A federal court in California also blocked the Trump administration’s attempt to kill Temporary Protected Status (TPS), which prevents people from being deported to certain countries with ongoing disasters or conflict.
Had Trump succeeded, Florisela López Rivera, 52, would have lost her protected status. She arrived in the United States from El Salvador in 1997, gaining TPS four years later.
“And ever since, I’ve been fighting,” Rivera said in Spanish.
Rivera, a dishwasher, has worked at Wynn Las Vegas for five years and has been with Culinary Union Local 226 just as long. Wearing a union T-shirt, she spent Oct. 14 canvassing for Harris in Spring Valley’s sprawling neighborhoods.
Trump has repeatedly said he would try to strip TPS protections from migrants in Ohio, but Rivera said she tried not to think about his or other Republicans’ plans.
“(Harris) comes from immigrant parents who came to this country by emigrating as well,” Rivera said. “For me, it’s a great hope to know that if she stays (in the White House), she’ll understand our condition as immigrants to this country.”
Mass deportation would have devastating effects on Nevada’s economy.
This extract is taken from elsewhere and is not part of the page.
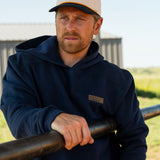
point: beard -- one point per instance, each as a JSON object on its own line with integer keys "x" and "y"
{"x": 72, "y": 47}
Immigrants make up around half of the Culinary Union’s 60,000 workers who run the restaurants, casinos and hotels on which the Las Vegas economy depends.
“This is the largest economy in the world, and it runs on immigrant workers,” said Ted Pappageorge, the union local’s secretary-treasurer. “Mass deportations, separating families and going after folks that have been here that are contributing to the economy, paying their taxes — it’s just a disaster.”